Mother Nature has given Europe a lesson in risk, aviation technology, scientific uncertainty and economics. And how these fields intersect is messy.
Watching the same people who earlier said it was too dangerous to fly now say it’s safe “is just more proof that risk is a subjective idea,” said David Ropeik, a risk perception expert at Harvard University.
When people turn to science for answers, they get a lot equivocation.
“We really don’t have as good a handle as we should on the ash particle size, the ash concentration and most important, just exactly how high the ash got up into the atmosphere,” said Gary Hufford, a U.S. government volcano expert based in Anchorage, Alaska.
Would he get on a plane and fly into the ash cloud? “I would be cautious,” he said in a Tuesday conference call.”
Here are some of the scientific issues:
“Engineers worry about immediate catastrophic damage when the ash dust congeals in an engine turbine, blocking air flow and shutting it down, Fabian said. In 1989, when a Boeing 747 flew through volcanic ash over Alaska, all four engines failed and the plane dropped more than two miles in five minutes, before engines restarted. Ash can also cause long-term abrasive damage to planes that could lead to later disasters if not dealt with.

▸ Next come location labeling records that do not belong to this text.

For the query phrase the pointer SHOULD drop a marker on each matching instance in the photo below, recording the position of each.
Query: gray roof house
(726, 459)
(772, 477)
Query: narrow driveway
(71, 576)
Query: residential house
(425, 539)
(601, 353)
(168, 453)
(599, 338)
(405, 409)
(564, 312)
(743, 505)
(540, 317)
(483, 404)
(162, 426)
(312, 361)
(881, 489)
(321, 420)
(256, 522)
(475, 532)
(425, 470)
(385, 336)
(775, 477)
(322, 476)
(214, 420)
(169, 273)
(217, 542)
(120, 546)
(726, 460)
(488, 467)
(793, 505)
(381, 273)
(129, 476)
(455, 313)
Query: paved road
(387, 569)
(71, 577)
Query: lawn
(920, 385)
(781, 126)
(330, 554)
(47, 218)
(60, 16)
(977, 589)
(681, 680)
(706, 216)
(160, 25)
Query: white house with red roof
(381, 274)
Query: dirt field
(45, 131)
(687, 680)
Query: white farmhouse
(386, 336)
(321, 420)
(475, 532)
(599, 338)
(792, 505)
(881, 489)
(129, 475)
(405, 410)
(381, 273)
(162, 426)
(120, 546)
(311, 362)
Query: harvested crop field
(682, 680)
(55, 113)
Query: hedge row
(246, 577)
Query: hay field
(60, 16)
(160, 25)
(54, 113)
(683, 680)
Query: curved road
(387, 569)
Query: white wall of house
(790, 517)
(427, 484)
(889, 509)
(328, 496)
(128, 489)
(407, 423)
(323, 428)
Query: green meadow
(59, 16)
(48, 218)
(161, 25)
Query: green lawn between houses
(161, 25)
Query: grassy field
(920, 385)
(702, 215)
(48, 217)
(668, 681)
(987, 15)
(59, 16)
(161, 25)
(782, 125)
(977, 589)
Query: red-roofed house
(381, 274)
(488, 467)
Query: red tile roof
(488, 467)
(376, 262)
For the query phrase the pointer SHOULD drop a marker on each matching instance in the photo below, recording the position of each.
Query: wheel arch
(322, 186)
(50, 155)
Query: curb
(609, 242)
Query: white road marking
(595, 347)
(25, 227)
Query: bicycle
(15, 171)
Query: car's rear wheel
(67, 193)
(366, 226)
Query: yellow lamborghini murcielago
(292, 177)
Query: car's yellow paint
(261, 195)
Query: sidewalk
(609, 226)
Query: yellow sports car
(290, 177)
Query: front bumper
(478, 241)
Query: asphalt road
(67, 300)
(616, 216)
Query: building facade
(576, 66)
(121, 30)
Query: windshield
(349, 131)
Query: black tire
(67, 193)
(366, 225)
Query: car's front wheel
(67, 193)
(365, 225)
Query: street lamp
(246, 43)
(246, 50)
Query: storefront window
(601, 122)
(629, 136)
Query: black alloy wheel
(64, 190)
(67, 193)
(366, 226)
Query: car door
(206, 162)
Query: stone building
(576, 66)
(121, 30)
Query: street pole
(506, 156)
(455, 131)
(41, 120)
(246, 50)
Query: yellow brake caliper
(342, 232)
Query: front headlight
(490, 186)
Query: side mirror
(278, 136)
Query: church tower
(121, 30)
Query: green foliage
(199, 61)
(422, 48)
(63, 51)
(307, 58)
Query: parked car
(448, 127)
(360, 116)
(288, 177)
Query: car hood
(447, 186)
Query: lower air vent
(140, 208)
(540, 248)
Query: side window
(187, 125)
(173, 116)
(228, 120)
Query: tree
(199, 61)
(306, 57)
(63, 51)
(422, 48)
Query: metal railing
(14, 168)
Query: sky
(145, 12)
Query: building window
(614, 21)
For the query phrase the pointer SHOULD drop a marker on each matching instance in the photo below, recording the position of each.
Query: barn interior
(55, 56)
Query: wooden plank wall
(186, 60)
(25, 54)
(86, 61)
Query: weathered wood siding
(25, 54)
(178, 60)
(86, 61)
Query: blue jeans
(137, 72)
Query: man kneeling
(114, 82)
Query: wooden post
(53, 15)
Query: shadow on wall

Fabian said the reason engineers know so little about the risks from volcanic ash is that it would take many hours and great expense to do repeated tests. And tests would be needed for the 20 different types of engines currently flown.
And even if engineers knew how much ash a plane’s engines could handle, atmospheric scientists can’t say how much ash is in any one place or predict what will happen next, said Jon Davidson, a professor of earth sciences at Durham University in England. The ash becomes more diluted as it goes higher in altitude but also clumps together at times like sediments in a river, he said.”
The rarity of this type of event together with the lack of scientific studies makes this more of a risk assessment decision than a scientific matter.